Au cœur des enjeux des villes de demain, la problématique des ressources ( qui ne sont pas illimitées ) et celle des déchets composent le cercle vertueux de l’économie circulaire. L’économie circulaire est un modèle économique qui vise à passer d’une société du tout jetable, basé sur une économie linéaire ( extraire, fabriquer, consommer, jeter ) vers un modèle économique plus circulaire pour éviter l’épuisement des ressources de la planète. Autrement dit, il faut apprendre à consommer avec sobriété, améliorer la durabilité, limiter les gaspillages et faire de nos déchets de nouvelles ressources. Ces enjeux sont à la fois environnementaux, économiques et sociaux : Préservation des ressources naturelles, de notre environnement (biodiversité, climat), de notre santé, permettre le développement économique et industriel des territoires, réduire les déchets et le gaspillage ( loi antigaspillage ). En France, la transition vers une économie circulaire est reconnue officiellement comme l’un des objectifs de la transition énergétique et écologique et comme l’un des engagements du développement durable. Faire mieux avec moins, cela vaut aussi pour le bois. « Parce que nos forêts n’ont pas la capacité à livrer du bois de construction autant que nécessaire, pas plus que les autres forêts d’Europe qui ont besoin de temps pour se renouveler.

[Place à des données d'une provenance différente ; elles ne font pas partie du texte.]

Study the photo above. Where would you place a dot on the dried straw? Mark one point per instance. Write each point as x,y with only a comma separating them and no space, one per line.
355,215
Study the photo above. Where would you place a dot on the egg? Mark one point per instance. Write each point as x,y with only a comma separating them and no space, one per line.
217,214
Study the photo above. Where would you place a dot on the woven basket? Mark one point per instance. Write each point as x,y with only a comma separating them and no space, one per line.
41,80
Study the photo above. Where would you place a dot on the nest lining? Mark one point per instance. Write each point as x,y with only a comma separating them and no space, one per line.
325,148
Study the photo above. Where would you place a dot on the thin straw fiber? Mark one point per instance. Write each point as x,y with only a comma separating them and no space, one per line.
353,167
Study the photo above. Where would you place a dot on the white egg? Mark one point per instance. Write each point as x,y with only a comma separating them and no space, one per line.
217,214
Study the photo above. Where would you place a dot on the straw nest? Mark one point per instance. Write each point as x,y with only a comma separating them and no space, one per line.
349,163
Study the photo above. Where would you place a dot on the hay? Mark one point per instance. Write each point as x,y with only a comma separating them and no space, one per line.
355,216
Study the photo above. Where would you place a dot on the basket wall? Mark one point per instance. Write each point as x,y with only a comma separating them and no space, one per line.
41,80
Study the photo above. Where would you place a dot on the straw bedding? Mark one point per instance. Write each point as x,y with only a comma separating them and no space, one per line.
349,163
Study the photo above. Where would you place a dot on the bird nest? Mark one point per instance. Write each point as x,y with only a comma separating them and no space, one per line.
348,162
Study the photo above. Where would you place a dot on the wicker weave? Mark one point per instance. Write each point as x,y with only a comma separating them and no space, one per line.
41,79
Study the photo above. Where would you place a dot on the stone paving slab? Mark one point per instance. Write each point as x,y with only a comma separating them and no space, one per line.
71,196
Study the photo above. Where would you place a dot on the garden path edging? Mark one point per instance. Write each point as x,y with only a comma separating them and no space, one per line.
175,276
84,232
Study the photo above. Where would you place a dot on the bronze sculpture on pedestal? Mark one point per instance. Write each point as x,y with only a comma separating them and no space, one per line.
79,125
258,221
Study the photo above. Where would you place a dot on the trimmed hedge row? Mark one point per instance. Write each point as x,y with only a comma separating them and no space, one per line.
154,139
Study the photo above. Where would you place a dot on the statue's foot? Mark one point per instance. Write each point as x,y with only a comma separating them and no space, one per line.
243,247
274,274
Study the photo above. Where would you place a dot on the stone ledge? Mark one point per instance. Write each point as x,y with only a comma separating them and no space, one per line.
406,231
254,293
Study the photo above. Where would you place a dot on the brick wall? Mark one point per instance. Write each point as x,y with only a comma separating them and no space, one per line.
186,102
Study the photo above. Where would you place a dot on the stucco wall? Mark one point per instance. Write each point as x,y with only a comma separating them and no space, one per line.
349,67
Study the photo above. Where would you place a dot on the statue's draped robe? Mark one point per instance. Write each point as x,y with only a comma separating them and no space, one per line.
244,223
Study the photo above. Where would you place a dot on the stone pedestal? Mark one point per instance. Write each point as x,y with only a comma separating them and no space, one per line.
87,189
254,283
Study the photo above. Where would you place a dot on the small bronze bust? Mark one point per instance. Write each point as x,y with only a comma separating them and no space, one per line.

Dans l’univers de la construction bois aussi, il faudra mettre en place un système de recyclage pour que les produits comme le CLT, les lamellés-collés, … puissent être réexploités ; pas simplement brûlés ou transformés en OSB » recommande Steven Ware dont le service de R&D de l’agence travaille à la question.

Vidéo : QUELS MATÉRIAUX POUR CONSTRUIRE DES BÂTIMENTS BAS-CARBONE ? © Demain la ville

Vers une architecture frugale Économe en énergie, en matériaux, en technicité, en territoire, l’architecture frugale fait de plus en plus d’adeptes. Si le béton reste incontournable, les promoteurs, donneurs d’ordre, architectes, urbanistes, …affichent une curiosité de plus en plus forte pour tous les matériaux biosourcés, avec le bois en tête de gondole, la paille, le béton de chanvre, le bambou, … et géosourcés, comme la terre crue et la pierre sèche.Mais audelà de cette construction neuve écoresponsable et saine, il faut aussi prendre conscience de l’impact " temporalité " sur la mise en place d’une ville plus respirable, aux bâtiments plus vertueux et bas carbone.

Cinq ans, c’est, en moyenne, le temps nécessaire à la construction d’un immeuble. Pour un projet d’urbanisme, les délais sont de 15 ans, au mieux. Construire durable et frugal, c’est le nouveau credo des architectes.C’est arrêter de détruire et, même, savoir ne pas construire, mais régénérer, reconvertir, réhabiliter, rénover, même en conservant des structures en béton, ( reconnu pour son inertie thermique ) et transformer, agrandir, redonner vie grâce au bois, entre autres. C’est ce que nos villes réclament pour retrouver tout leur sens et leur respirabilité. Dans une société qui se voudrait moins consumériste, cette recherche de frugalité sous-entend aussi une proximité des matériaux de construction. Développer un urbanisme favorable à la santé ( air, bruit, présence de nature en ville, opportunités de déplacements actifs ), favoriser la sobriété énergétique, réduire les émissions de gaz à effet de serre, séquestrer le carbone, évoluer vers une économie circulaire, favoriser les espaces naturels et la biodiversité (rafraîchissement urbain, perméabilité de la ville, résilience alimentaire) y compris dans la reconquête des fonciers dégradés.Telles sont les nombreuses missions que se sont donnés les acteurs de l’architecture frugale, pour arriver à travers nos crises actuelles. Le chemin est long, mais les envies sont fortes.